(ORDO NEWS) — Hundreds of tools about 2.9 million years old were found next to the remains of Paranthropus and Behemoths – and the latter, it seems, were butchered with these tools.
This is very intriguing, because today hippos are one of the most dangerous species for people in Africa and the world.
The traditional picture of the evolution of human ancestors is something like this.
Approximately 4.2 million years ago, australopithecines arose – upright with not very massive skeletons and, presumably, fed on a mixed, vegetable and meat diet.
They had massive relatives – paranthropes (also known as “massive australopithecines”). Judging by the isotopes in their really large teeth, they fed mainly on savannah plants.
On this basis, it was assumed that they were far from tool activity and generally remained a less advanced species.
Until the 21st century, many researchers believed that Australopithecus did not make stone tools.
The first manufacturer of these was often called Homo habilis.- the first representative of the genus Homo (people), who lived about two million years ago.
The tools of the Olduvai culture were associated with it – massive and not particularly elegantly made, but already with well-established forms, allowing us to speak of a stable archaeological culture.
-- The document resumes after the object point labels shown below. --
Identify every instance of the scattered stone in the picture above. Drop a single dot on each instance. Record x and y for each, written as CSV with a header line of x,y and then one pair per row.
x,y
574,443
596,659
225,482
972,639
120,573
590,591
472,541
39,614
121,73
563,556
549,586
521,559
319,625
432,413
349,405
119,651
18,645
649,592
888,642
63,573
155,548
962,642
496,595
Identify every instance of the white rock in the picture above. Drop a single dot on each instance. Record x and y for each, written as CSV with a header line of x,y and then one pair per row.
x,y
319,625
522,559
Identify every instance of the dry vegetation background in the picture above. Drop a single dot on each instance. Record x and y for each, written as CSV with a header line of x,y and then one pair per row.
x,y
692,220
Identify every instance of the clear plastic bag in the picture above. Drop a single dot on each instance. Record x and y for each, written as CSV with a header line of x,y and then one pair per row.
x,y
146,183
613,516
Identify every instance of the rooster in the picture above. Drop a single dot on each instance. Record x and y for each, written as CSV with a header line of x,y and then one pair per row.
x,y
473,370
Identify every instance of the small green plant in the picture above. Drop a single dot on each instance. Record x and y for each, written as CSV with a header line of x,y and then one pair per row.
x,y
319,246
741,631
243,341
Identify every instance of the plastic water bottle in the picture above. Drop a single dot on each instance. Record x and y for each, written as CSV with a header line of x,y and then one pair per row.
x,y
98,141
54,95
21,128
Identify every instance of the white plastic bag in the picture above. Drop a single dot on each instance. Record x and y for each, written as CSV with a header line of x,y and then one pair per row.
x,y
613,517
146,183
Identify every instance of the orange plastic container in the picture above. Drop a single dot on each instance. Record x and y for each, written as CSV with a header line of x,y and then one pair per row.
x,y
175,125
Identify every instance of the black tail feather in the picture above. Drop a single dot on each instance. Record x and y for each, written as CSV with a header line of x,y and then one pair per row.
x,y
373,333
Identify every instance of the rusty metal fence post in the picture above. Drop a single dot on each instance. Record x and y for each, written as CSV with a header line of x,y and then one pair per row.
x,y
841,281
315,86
It is also worth noting here that, as it turned out in the last decades, sometimes wild monkeys can also use stones as tools, and some are even able to give them significant modifications of shape.
However, this behavior cannot be called stable, as well as the forms of improvised tools resulting from this.
As a result, the set “archaeological culture – genus Homo” was considered by many to be a serious step towards distinguishing human ancestors from other animal species.
This painting began to have problems after tools were found with a tentative date of 2.6 million years. There are no indisputable finds of Homo habilis of such antiquity.
It turned out that tools of the Olduvai culture could also be made by Australopithecus.
Moreover, the researchers found (in one place, that is, as a product of systematic activity) a number of tools with traces of modification and antiquity of 3.3 million years.
First, the age of the three hundred stone tools analyzed by the authors is from 2.6 to 3.0 million years.
Most likely, at least some of them are at least 2.9 million years old. At the same time, they are clearly Olduvai – there are all the main forms of this culture.
However, there are no traces of Homo bones in the area. There are two teeth of paranthropes and traces of hippopotamus bones – with something like traces of their butchering for meat with stone tools.
Nearby there are remains of large bulls, but there are no unambiguous traces of butchering on them.
It turns out that the inventors of the Olduvai culture could have been paranthropes – massive, seemingly primitive Australopithecus, who mainly had a plant-based diet.
But how to combine this with the presence of nearby remains of large butchered animals?
The authors of the work believe that, despite the “herbivorous” features of the dental apparatus of paranthropes, in the case of using stone tools for cutting animal meat, they could also eat it.
At the same time, it is not so easy to exclude other versions.
For example, that the remains of Paranthropus ended up here in the same way as the bones of Behemoths – after their death, in order to be eaten by those who created these oldest known tools of the Olduvai type.
A serious impression is made by the presence of hippopotamus bones. In nature, these large animals are found mainly in groups.
Due to their great strength and complex nature, they often successfully attack people and even in our time kill them much more often than lions.
Picking up the body of a hippopotamus after its natural death is difficult due to their group lifestyle.
A hippopotamus can be killed on the hunt without firearms, but this is an outstanding result, which speaks of the most serious hunting skills for any predatory species.
If the ancestors of people 2.9 million years ago really knew how to do something similar, then anthropologists missed something in the analysis of that period.